For Christmas I get to pick my MIL up from the airport. Yeah, that will be fun, but the kids will have a great day. Thankfully we still have gravy in the house and the kidlets are back to school today. I made bread, too, and I think a nice bit of turkey on my homemade bread with gravy will give me a nice quiet lunch today as I’m working to pump up my NaNo word count and wishing for peace on earth and good will toward all.

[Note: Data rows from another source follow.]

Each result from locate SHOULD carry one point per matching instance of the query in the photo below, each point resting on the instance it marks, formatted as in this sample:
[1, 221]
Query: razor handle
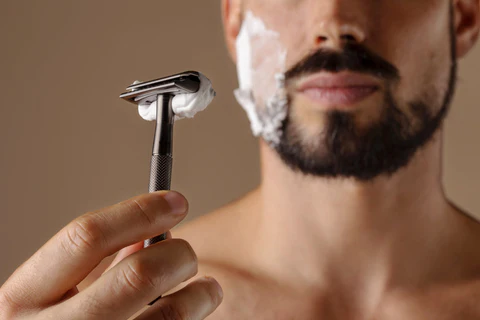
[161, 163]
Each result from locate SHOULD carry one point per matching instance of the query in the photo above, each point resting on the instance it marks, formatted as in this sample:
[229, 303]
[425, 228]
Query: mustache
[354, 57]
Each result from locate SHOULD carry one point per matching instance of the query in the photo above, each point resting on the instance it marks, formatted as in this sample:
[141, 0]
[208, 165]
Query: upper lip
[337, 80]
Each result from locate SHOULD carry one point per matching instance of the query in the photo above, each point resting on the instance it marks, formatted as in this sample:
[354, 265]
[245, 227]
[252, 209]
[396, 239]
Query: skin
[296, 247]
[45, 286]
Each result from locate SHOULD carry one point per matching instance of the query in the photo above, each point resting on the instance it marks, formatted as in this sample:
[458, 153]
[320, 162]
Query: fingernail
[219, 288]
[176, 201]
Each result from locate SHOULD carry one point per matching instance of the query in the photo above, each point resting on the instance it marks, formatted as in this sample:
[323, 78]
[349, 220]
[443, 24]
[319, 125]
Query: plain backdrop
[69, 145]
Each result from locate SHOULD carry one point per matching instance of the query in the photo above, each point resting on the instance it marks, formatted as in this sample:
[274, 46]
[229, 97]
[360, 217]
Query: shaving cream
[261, 66]
[183, 105]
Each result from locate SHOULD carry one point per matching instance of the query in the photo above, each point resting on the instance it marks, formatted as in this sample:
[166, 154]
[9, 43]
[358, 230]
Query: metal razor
[162, 91]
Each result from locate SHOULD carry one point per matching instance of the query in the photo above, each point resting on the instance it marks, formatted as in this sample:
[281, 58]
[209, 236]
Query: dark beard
[386, 146]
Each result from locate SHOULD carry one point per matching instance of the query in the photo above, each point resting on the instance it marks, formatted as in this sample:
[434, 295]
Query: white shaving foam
[183, 105]
[261, 63]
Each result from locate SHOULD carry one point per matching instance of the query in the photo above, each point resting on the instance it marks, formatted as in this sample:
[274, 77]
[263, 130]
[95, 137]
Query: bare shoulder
[218, 238]
[216, 235]
[447, 301]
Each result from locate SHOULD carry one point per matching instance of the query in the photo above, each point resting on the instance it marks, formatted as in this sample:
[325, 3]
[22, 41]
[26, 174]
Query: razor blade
[147, 92]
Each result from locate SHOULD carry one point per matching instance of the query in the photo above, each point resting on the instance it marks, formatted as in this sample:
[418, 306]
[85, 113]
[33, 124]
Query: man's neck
[367, 236]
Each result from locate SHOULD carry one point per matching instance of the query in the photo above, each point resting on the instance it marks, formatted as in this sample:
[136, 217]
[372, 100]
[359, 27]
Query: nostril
[348, 38]
[321, 39]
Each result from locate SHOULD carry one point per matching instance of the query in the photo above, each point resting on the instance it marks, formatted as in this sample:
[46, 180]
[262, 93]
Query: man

I’m with you about Tiger Woods. It’s a Mystery. Thanks for the chuckle.

On November 30, 2009 at 9:33 am Marta said...

Thanks, Steph. Now, all I can think about it hot turkey sandwiches on homemade bread. With a side of mashed potato. That’ll stay in my head all week. :)

On November 30, 2009 at 9:35 am Laura said...

My Christmas wish list is a cabinet to hold the china and other table related stuff that is currently hogging space on my bookshelves and preventing me from shelving the growing piles of books. I guess I should add more bookcases as well.

On November 30, 2009 at 9:56 am Elisabeth Crisp said...

We have LPS monopoly. My girls are Chinese adoptees. Last summer, their two best friends, Ethiopian adoptees, came over for a play date. We had an international financial summit for 8-10 year olds around my kitchen table. Tim Geithner and Ben Bernanke could have learned a lot from the negotiations over Park Place.

On November 30, 2009 at 11:03 am hollygee said...

We just learned that we’re getting Chips, the fifteen year old cat, a tooth extraction for Christmas. This is not what I’d been planning, but we’re in good shape otherwise. Pets and cars always demand attention when the budget loosens up enough to add to savings.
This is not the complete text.